In einer Kölner Schule wurden infolge einer Sanierung alle PCB-haltigen Kondensatoren entfernt. Eine anschließende Raumluftmessung in einem Raum zeigte jedoch immer noch eine PCB-Konzentration von 1140 ng/m³. Ursache dieses hohen Wertes waren PCB-haltige Fugenmassen aus einem Zweikomponentengemisch mit dem Weichmacher Clophen 50 (Thiokol).(3) Einige aktuelle Artikel zum Thema PCB-Belastungen im Quellennachweis (s.u.).
Gesundheitsrisiken
PCB sind schwer abbaubar und reichern sich im menschlichen Körper im Fettgewebe an. 1968 sorgte die Reisölkrankheit in Japan von 1000 Menschen für Aufsehen: Das Öl war stark mit PCB verseucht. Die Symptome waren u. a. Sehschwächen, Leberveränderungen, Schwächung des Immunsystems, Erbrechen, allgemeines Schwächegefühl, Haarausfall und Chlorakne. PCB schädigen die Milz und Leber, machen unfruchtbar und stehen unter dem Verdacht, Krebs zu erzeugen.(4)
Nach diesem Vorfall wurde 1972 in Japan ein PCB-Verbot erlassen und 1977 folgte die Einstellung der PCB-Produktion in den USA und in Großbritanien.
Sanierung der Fugendichtungsmasse
Um effektive Sanierungserfolge zu erreichen, müssen sowohl die Primär- als auch die Sekundärquellen beseitigt werden. Die entsprechenden Maßnahmen sollten nur von Fachpersonal vorgenommen werden (Hochgiftigkeit von PCB, hohe Staubentwicklung …).
In jedem Fall müssen die Fugendichtungsmassen komplett entfernt werden.
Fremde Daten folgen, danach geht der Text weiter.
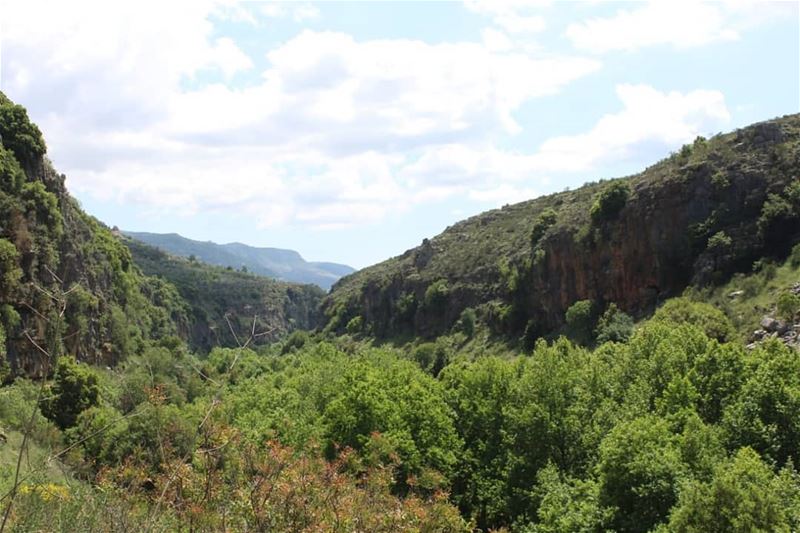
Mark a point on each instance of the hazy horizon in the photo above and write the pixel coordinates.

Dabei ist zu beachten, dass die Betonschichten bis zu 1 cm auch mit PCB belastet sind. Die Fugensanierung erfolgt in drei Schritten: Erst wird die Fugenmasse entfernt, dann werden die angrenzenden Fugenflanken beschichtet bzw. entfernt und anschließend erfolgt die Neuverfugung.(5)
Sanierung von Kleinkondensatoren
Kleinkondensatoren, die PCB enthalten, müssen durch PCB-freie ersetzt werden. Die PCB-Belastung ist durch Stichproben vorher festzustellen und das Austauschen durch Fachpersonal vorzunehmen.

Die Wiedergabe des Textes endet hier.